I have a DataFrame with 31 columns, which contains 3 categories "Classic", "Premium" and "Luxe" I want to swap the way the DataFrame works to have only 3 comumns "Classic", "Premium" and "Luxe" and 31 categories which can be listed inside.
Since I'm new I can only post a link to the picture for more clarity : Here is what I have and what I want to do
Here's what I tried so far:
Suppose we use this DataFrame
import pandas as pd
import numpy as np
d = {'Name': ["Alban","Benan","Conor","Dino","Egor","Fatima" ],'Virtual visits': ["Classique", "Classique","","" ,"Premium","Premium"], 'Cars' :["","" ,"Luxe","Luxe","Luxe", "Premium"],'Portraits' :["","" ,"Classique","Classique","Luxe", "Premium"],'Animals' :["Premium","Luxe" ,"","","Luxe", ""]}
df = pd.DataFrame(data=d)
df
Name Virtual visits Cars Portraits Animals
0 Alban Classique Premium
1 Benan Classique Luxe
2 Conor Luxe Classique
3 Dino Luxe Classique
4 Egor Premium Luxe Luxe Luxe
5 Fatima Premium Premium Premium
Using melt looked promising so I did that and a groupBy:
df = df.melt(id_vars=["Name"])
df.groupby(by=["Name"]).sum()
Name variable value
Alban Virtual visitsCarsPortraitsAnimals ClassiquePremium
Benan Virtual visitsCarsPortraitsAnimals ClassiqueLuxe
Conor Virtual visitsCarsPortraitsAnimals LuxeClassique
Dino Virtual visitsCarsPortraitsAnimals LuxeClassique
Egor Virtual visitsCarsPortraitsAnimals PremiumLuxeLuxeLuxe
Fatima Virtual visitsCarsPortraitsAnimals PremiumPremiumPremium
So the column "Variable" is made up of all the column names, which is not bad but instead of a single string added to one another, I would like to have a list, and instead of columns Variable and Value, I would need to have 3 columns, "Premium", "Classque", "Luxe" and in each of them have the relevant list of categories appear.
Thanks for your help.
CodePudding user response:
You were right with melt.

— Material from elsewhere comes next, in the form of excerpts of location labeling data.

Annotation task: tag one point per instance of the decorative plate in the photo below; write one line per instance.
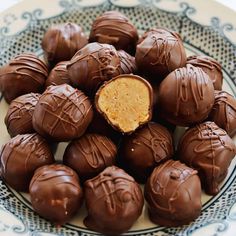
(206, 28)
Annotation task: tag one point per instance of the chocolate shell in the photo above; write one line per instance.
(55, 193)
(21, 156)
(208, 149)
(114, 202)
(24, 74)
(62, 113)
(173, 194)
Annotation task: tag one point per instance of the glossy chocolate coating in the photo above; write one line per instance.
(21, 156)
(61, 42)
(92, 65)
(223, 112)
(186, 96)
(18, 119)
(173, 194)
(144, 149)
(55, 193)
(62, 113)
(58, 75)
(210, 66)
(114, 201)
(114, 28)
(159, 52)
(90, 155)
(24, 74)
(208, 149)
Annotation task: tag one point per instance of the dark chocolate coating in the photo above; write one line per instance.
(24, 74)
(146, 148)
(159, 52)
(58, 75)
(186, 96)
(55, 193)
(18, 119)
(208, 149)
(114, 201)
(210, 66)
(21, 156)
(173, 194)
(61, 42)
(62, 113)
(114, 28)
(92, 65)
(223, 112)
(90, 155)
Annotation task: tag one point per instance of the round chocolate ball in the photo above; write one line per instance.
(144, 149)
(159, 52)
(61, 42)
(114, 28)
(90, 155)
(62, 113)
(186, 96)
(21, 156)
(210, 66)
(223, 112)
(92, 65)
(55, 193)
(173, 194)
(24, 74)
(114, 202)
(208, 149)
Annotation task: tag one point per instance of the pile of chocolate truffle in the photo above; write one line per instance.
(116, 98)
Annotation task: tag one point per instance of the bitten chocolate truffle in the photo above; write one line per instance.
(58, 75)
(90, 155)
(125, 102)
(62, 113)
(114, 202)
(223, 112)
(24, 74)
(159, 52)
(144, 149)
(186, 96)
(18, 119)
(55, 193)
(61, 42)
(21, 156)
(173, 194)
(114, 28)
(208, 149)
(93, 65)
(210, 66)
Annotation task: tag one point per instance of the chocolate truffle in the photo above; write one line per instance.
(208, 149)
(114, 202)
(210, 66)
(223, 112)
(93, 65)
(62, 113)
(58, 75)
(90, 155)
(21, 156)
(18, 119)
(114, 28)
(61, 42)
(25, 73)
(125, 102)
(55, 193)
(160, 52)
(173, 194)
(186, 96)
(144, 149)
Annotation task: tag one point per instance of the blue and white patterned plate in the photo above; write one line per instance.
(206, 28)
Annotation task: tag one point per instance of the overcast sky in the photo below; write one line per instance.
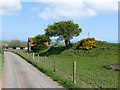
(20, 19)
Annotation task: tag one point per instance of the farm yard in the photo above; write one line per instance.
(92, 67)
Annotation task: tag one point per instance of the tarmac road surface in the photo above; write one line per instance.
(17, 73)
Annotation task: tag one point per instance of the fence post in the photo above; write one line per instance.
(74, 72)
(54, 66)
(33, 55)
(44, 60)
(38, 56)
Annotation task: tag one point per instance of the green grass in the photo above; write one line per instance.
(90, 65)
(1, 63)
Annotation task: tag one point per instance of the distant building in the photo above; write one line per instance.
(31, 45)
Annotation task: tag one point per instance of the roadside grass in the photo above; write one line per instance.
(90, 65)
(1, 65)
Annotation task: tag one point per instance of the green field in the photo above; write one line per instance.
(0, 66)
(91, 71)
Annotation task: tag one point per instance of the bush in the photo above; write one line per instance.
(87, 44)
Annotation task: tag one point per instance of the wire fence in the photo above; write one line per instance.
(70, 68)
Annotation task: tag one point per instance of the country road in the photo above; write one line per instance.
(20, 74)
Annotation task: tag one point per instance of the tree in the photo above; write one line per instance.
(65, 30)
(39, 42)
(15, 43)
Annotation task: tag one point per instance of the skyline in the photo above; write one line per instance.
(28, 19)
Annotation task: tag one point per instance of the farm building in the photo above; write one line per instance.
(31, 45)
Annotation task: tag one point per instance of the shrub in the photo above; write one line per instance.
(87, 44)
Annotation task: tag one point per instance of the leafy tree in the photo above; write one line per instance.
(39, 42)
(65, 30)
(15, 43)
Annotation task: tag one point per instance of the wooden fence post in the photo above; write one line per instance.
(44, 60)
(38, 56)
(74, 72)
(33, 55)
(54, 66)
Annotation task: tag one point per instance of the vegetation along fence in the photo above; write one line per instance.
(85, 72)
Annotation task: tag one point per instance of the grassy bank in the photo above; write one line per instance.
(1, 65)
(91, 71)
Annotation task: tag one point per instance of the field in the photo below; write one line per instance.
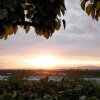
(70, 87)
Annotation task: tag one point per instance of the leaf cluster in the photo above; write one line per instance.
(92, 7)
(43, 15)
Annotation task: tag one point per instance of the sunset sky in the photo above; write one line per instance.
(78, 44)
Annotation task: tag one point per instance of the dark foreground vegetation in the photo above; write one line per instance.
(16, 88)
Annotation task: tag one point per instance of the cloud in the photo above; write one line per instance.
(80, 38)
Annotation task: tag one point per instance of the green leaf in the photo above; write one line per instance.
(27, 28)
(3, 13)
(64, 23)
(58, 25)
(88, 9)
(14, 94)
(83, 5)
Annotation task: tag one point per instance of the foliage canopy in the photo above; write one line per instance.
(44, 15)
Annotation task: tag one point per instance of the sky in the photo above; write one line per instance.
(77, 45)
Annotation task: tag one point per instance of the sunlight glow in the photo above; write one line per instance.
(45, 62)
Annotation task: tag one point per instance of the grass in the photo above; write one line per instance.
(72, 88)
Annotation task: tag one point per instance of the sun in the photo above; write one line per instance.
(44, 62)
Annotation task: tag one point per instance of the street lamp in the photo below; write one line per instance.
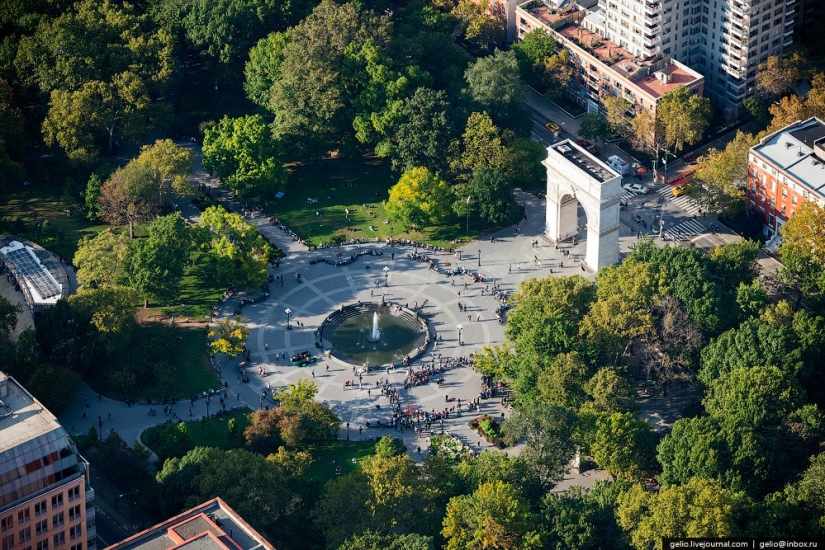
(468, 214)
(664, 160)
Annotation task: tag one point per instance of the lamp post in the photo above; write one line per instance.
(664, 160)
(468, 214)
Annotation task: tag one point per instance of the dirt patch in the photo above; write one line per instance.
(146, 316)
(24, 319)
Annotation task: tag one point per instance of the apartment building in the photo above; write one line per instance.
(46, 502)
(213, 525)
(724, 40)
(785, 169)
(603, 68)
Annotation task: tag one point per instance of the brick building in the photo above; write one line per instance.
(46, 502)
(784, 169)
(602, 68)
(213, 525)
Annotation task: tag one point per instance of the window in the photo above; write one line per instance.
(74, 513)
(41, 527)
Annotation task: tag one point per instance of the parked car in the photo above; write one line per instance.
(636, 188)
(303, 359)
(681, 190)
(553, 127)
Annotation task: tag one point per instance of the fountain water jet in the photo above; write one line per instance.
(375, 334)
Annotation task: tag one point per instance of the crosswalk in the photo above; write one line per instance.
(684, 202)
(683, 231)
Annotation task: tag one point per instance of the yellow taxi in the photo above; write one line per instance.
(681, 190)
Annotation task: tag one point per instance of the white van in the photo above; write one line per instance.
(619, 165)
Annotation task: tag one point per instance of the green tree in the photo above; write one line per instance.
(492, 197)
(229, 336)
(419, 198)
(493, 516)
(370, 540)
(54, 386)
(8, 317)
(321, 76)
(128, 196)
(548, 443)
(616, 108)
(424, 132)
(99, 259)
(242, 154)
(234, 251)
(595, 127)
(735, 263)
(263, 68)
(700, 508)
(111, 308)
(534, 47)
(224, 31)
(683, 116)
(495, 85)
(723, 175)
(154, 265)
(478, 25)
(609, 393)
(562, 383)
(753, 343)
(583, 519)
(624, 446)
(169, 165)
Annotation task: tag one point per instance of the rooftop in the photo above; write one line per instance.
(22, 417)
(584, 161)
(212, 525)
(35, 269)
(798, 151)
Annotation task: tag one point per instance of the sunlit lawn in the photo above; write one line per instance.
(343, 183)
(323, 467)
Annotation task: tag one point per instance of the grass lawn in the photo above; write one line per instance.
(42, 200)
(215, 431)
(323, 468)
(171, 361)
(343, 183)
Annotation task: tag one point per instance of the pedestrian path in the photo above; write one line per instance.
(684, 230)
(685, 203)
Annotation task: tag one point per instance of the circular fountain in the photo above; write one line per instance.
(374, 334)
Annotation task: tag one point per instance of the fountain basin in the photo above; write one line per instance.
(349, 334)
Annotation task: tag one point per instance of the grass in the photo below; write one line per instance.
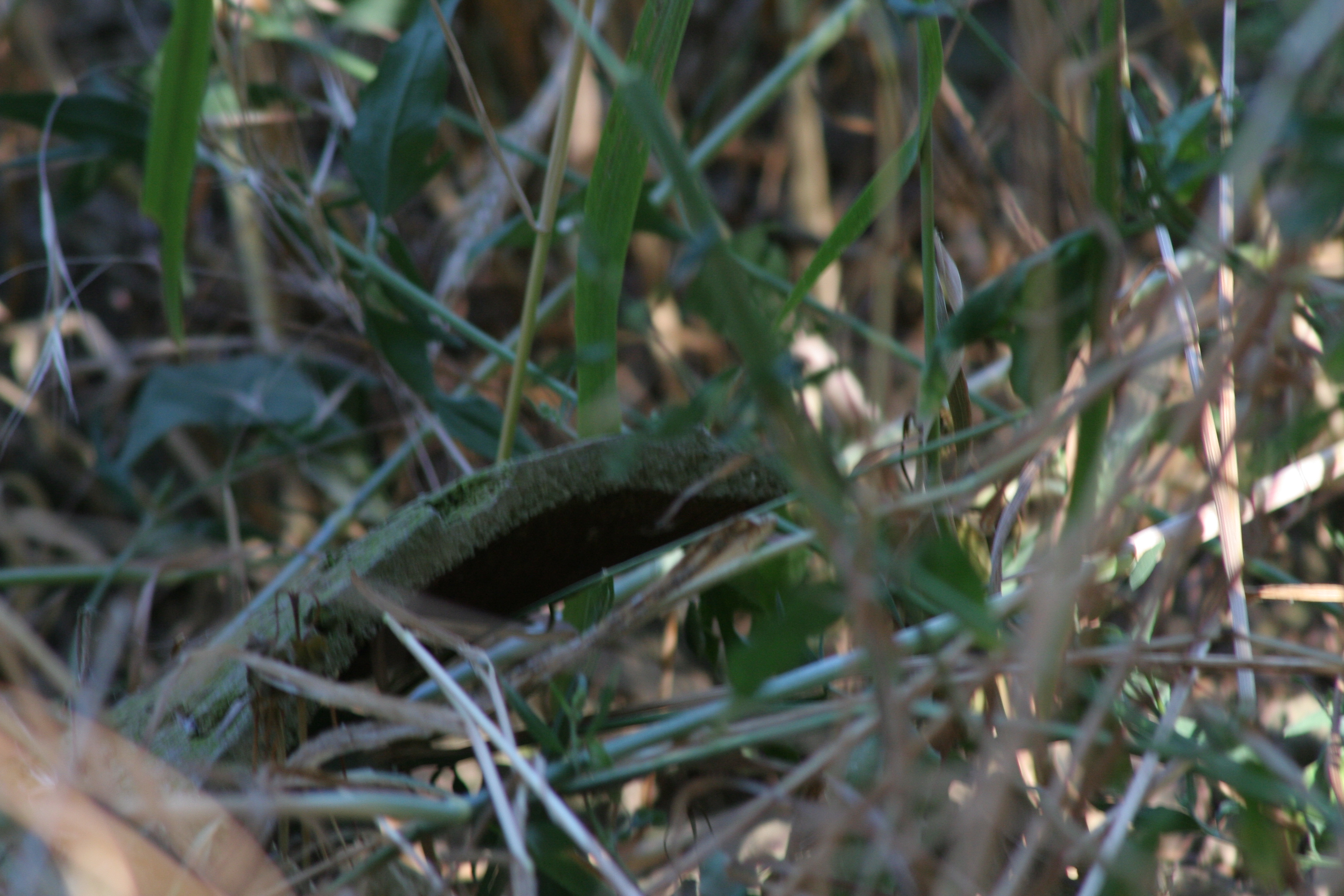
(1018, 645)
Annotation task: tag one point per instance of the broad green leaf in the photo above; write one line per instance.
(398, 115)
(405, 346)
(242, 391)
(402, 332)
(1040, 307)
(103, 125)
(749, 331)
(586, 609)
(171, 154)
(609, 212)
(881, 190)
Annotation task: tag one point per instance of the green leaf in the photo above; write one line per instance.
(536, 726)
(404, 343)
(586, 609)
(101, 125)
(779, 640)
(609, 213)
(171, 154)
(242, 391)
(560, 866)
(881, 190)
(941, 577)
(398, 115)
(1040, 307)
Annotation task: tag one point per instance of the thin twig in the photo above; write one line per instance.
(556, 808)
(479, 110)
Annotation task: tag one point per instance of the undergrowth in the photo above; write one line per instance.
(1025, 317)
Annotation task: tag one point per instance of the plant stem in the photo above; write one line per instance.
(542, 246)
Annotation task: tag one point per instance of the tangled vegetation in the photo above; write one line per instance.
(637, 448)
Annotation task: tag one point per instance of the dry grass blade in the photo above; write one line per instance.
(85, 790)
(556, 808)
(357, 699)
(694, 573)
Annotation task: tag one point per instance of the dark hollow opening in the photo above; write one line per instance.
(569, 543)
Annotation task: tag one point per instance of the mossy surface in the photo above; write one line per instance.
(499, 541)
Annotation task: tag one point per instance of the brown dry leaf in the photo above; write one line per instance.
(82, 790)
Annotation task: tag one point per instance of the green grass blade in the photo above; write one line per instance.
(1092, 422)
(171, 155)
(931, 79)
(609, 209)
(820, 39)
(745, 327)
(881, 190)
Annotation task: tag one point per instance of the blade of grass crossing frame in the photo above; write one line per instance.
(609, 210)
(758, 345)
(1092, 422)
(881, 190)
(171, 152)
(820, 39)
(931, 79)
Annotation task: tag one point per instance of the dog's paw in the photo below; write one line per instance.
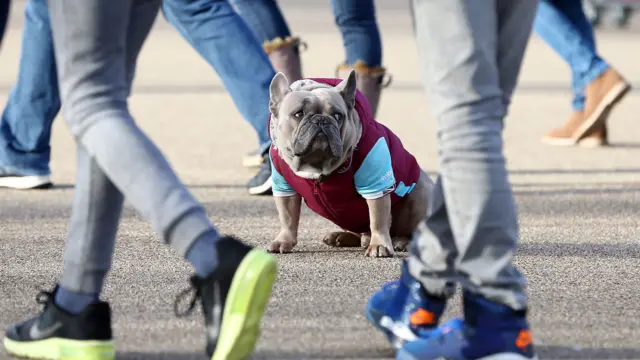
(280, 247)
(379, 251)
(401, 243)
(342, 239)
(283, 243)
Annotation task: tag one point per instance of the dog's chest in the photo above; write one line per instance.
(335, 198)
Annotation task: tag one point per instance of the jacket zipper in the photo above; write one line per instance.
(320, 198)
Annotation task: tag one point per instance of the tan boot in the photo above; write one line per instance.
(370, 81)
(602, 95)
(285, 56)
(562, 136)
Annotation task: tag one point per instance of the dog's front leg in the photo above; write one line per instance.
(380, 220)
(289, 214)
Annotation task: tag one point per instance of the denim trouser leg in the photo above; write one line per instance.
(34, 102)
(563, 25)
(225, 41)
(356, 20)
(4, 17)
(116, 160)
(263, 17)
(471, 52)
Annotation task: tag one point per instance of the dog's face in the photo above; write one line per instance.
(314, 126)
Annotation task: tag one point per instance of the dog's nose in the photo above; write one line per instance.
(320, 120)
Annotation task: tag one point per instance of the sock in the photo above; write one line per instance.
(203, 255)
(74, 302)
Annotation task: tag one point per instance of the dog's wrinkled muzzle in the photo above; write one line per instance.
(313, 127)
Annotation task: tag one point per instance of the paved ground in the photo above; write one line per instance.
(578, 208)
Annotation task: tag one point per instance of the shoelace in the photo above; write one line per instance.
(44, 297)
(194, 291)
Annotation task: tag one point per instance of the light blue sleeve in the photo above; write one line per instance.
(374, 178)
(279, 185)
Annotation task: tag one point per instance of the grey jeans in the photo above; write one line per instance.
(471, 53)
(96, 46)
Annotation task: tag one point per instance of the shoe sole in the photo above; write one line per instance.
(613, 97)
(251, 161)
(403, 355)
(249, 293)
(262, 189)
(61, 349)
(397, 334)
(26, 182)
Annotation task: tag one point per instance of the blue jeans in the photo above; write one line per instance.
(211, 26)
(355, 18)
(564, 26)
(4, 16)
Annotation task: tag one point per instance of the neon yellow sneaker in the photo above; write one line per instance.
(58, 335)
(233, 299)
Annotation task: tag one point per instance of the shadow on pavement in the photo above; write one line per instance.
(589, 250)
(566, 352)
(544, 352)
(159, 356)
(573, 171)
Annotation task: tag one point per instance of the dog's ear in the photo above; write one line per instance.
(347, 89)
(277, 90)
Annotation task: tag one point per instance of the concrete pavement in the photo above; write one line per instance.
(579, 209)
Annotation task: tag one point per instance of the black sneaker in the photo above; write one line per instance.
(13, 180)
(57, 334)
(233, 299)
(261, 184)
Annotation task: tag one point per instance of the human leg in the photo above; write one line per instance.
(357, 22)
(597, 88)
(33, 104)
(223, 39)
(95, 90)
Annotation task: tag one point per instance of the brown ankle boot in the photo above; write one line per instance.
(370, 81)
(562, 136)
(285, 56)
(602, 94)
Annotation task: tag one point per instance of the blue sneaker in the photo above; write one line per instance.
(403, 311)
(491, 331)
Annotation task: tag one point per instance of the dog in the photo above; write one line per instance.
(328, 150)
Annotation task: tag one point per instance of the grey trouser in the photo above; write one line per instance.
(471, 52)
(96, 46)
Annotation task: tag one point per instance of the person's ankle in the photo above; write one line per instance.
(74, 302)
(203, 254)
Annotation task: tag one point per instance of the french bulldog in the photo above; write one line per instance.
(328, 150)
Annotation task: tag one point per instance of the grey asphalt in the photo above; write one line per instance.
(579, 208)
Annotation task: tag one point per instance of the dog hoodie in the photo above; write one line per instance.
(379, 165)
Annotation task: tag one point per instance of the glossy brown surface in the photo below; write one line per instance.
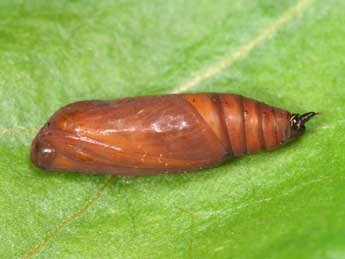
(157, 134)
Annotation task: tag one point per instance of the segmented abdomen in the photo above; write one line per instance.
(241, 124)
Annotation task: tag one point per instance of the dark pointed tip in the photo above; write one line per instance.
(307, 116)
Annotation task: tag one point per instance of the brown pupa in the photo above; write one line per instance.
(161, 134)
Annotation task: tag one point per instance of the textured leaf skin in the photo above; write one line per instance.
(288, 203)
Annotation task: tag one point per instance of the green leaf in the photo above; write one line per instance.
(288, 203)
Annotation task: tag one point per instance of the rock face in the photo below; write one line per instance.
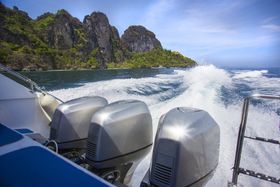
(99, 35)
(58, 40)
(62, 32)
(140, 39)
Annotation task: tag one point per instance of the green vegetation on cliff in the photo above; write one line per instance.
(155, 58)
(60, 41)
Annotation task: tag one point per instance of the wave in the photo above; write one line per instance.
(200, 87)
(250, 74)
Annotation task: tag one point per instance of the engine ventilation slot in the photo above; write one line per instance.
(162, 174)
(91, 149)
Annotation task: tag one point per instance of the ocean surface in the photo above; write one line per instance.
(218, 91)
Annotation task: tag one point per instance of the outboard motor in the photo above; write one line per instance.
(186, 150)
(120, 136)
(71, 121)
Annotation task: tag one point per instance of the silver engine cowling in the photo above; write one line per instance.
(186, 149)
(120, 135)
(71, 121)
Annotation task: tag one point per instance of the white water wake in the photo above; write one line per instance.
(201, 88)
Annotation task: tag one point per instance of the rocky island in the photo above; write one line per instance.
(61, 41)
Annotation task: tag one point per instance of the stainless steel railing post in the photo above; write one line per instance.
(241, 133)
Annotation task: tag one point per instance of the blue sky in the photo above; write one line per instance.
(233, 33)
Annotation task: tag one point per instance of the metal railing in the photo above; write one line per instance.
(241, 135)
(32, 85)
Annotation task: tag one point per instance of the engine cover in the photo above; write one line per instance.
(120, 135)
(186, 150)
(71, 121)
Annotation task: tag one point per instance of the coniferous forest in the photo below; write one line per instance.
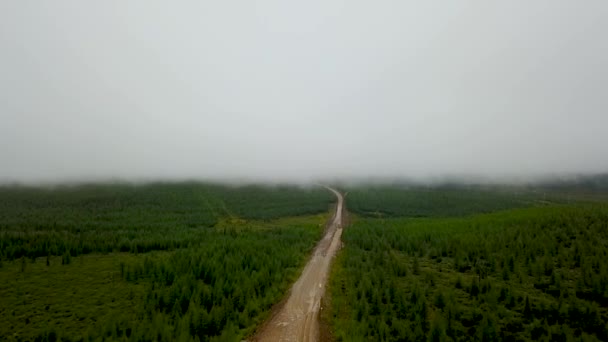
(448, 274)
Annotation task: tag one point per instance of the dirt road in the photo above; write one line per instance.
(297, 320)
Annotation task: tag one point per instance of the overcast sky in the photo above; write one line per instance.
(296, 90)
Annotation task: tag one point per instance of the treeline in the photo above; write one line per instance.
(444, 201)
(74, 220)
(219, 288)
(527, 274)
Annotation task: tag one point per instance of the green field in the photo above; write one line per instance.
(183, 261)
(435, 270)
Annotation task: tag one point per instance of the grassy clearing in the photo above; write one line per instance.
(216, 290)
(76, 220)
(189, 261)
(526, 274)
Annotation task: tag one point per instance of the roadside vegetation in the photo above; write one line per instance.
(185, 261)
(535, 273)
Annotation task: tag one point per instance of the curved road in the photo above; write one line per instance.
(297, 320)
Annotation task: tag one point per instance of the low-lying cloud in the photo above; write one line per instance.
(283, 91)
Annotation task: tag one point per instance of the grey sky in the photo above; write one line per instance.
(299, 90)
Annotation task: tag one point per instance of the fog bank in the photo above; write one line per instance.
(275, 91)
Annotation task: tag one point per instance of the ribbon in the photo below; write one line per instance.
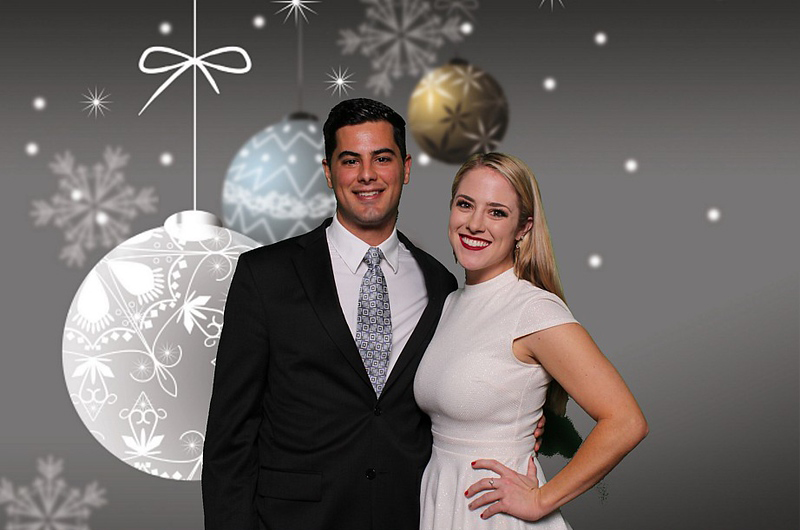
(198, 62)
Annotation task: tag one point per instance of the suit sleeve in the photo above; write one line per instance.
(230, 454)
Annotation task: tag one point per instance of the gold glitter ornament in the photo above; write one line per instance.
(457, 110)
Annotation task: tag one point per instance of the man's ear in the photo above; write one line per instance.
(406, 169)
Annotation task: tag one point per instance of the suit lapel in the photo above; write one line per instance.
(316, 275)
(430, 316)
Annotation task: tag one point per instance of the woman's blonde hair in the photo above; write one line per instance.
(533, 258)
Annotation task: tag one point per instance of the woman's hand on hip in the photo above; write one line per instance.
(510, 492)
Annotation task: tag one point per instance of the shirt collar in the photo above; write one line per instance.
(352, 249)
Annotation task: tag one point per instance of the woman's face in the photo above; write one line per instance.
(484, 224)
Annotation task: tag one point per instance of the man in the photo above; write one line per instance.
(313, 424)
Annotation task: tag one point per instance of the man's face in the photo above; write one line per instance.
(367, 174)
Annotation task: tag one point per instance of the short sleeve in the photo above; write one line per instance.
(543, 311)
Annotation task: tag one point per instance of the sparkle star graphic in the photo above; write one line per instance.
(340, 81)
(296, 7)
(96, 102)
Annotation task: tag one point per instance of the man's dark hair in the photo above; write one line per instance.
(358, 111)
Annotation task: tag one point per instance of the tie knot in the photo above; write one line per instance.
(373, 257)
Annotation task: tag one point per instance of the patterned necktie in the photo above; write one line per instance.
(374, 321)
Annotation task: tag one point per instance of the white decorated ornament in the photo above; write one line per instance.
(275, 187)
(141, 337)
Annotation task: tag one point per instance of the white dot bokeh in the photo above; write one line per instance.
(600, 38)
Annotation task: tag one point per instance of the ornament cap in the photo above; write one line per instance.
(302, 115)
(459, 61)
(192, 225)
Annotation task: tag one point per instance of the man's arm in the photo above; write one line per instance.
(230, 455)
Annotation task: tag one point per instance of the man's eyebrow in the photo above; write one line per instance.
(383, 150)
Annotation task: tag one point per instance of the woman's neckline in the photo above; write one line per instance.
(492, 284)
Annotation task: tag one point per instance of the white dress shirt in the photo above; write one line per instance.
(404, 280)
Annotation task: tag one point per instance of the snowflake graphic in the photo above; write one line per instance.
(400, 37)
(92, 207)
(49, 504)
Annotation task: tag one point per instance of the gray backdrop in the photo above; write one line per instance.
(700, 318)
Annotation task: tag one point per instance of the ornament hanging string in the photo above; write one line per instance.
(298, 9)
(194, 62)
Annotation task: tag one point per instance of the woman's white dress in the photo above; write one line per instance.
(483, 401)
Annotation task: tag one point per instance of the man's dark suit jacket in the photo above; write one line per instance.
(296, 437)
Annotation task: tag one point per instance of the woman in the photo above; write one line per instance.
(501, 342)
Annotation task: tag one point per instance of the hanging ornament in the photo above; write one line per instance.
(141, 338)
(141, 334)
(457, 110)
(275, 187)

After that you need a pivot table:
out = df.replace('',np.nan).melt("Name")\
.pivot_table(index="Name",columns="value",values="variable",aggfunc=','.join)\
.rename_axis(None,axis=1).reset_index()
print(out)
Name Classique Luxe \
0 Alban Virtual visits NaN
1 Benan Virtual visits Animals
2 Conor Portraits Cars
3 Dino Portraits Cars
4 Egor NaN Cars,Portraits,Animals
5 Fatima NaN NaN
Premium
0 Animals
1 NaN
2 NaN
3 NaN
4 Virtual visits
5 Virtual visits,Cars,Portraits
CodePudding user response:
df = df.melt(id_vars=["Name"]).groupby(['Name', 'value']).apply(lambda x: list(x['variable'])).reset_index().pivot(index = 'Name', columns = 'value')
df.columns = df.columns.get_level_values(1)
df = df.drop(columns =['']) # in case you have empty value represented by ''
value Classique Luxe Premium
Name
Alban [Virtual visits] NaN [Animals]
Benan [Virtual visits] [Animals] NaN
Conor [Portraits] [Cars] NaN
Dino [Portraits] [Cars] NaN
Egor NaN [Cars, Portraits, Animals] [Virtual visits]
Fatima NaN NaN [Virtual visits, Cars, Portraits]